SmartBear's Swagger Editor seems to be able to handle the multiple server approach really well. Both the legacy editor and the new one can interpret that I'm configuring a different server on each operation. The editor even shows a warning message identifying it correctly interpreted the operation-level server definition: "These operation-level options override the global server options."
With other tools, the results were not so great. The main issue is the lack of support for interpreting the servers object at the operation level. Because of that, some tools think that I'm not configuring any server and won't show the correct documentation. Other tools show the correct servers but don't have the ability to let me try to make a request.
What's really powerful with this approach is the ability to generate all the code I need to consume my list of third-party API operations. I tried the OpenAPI Generator and successfully created client code in different programming languages. Depending on the programming language, the level of sophistication in configuring the servers varies. While the Ruby generator had a project-wide configuration file, with JavaScript the server information was hard-coded on the API client code itself.

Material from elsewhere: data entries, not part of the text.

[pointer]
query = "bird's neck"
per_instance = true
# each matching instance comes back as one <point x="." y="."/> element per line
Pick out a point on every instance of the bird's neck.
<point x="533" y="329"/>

Overall, I'm quite happy with this approach. Even though I can't have multiple operations with exactly the same path, the advantage of having all my third-party operations centralized outweighs the challenges. I'm wondering who else is using OpenAPI in this way and what support tool vendors would be willing to offer.
Pretty cool - another interesting use case for this could be to provide more information to monitoring tools that support monitoring third-party APIs (e.g like https://supergood.ai/ or my own https://www.bitstreamapis.com)
I do use a similar approach, also to add strong typing to the OAS. This way, I counter the "Unsafe Consumption of APIs" vulnerability.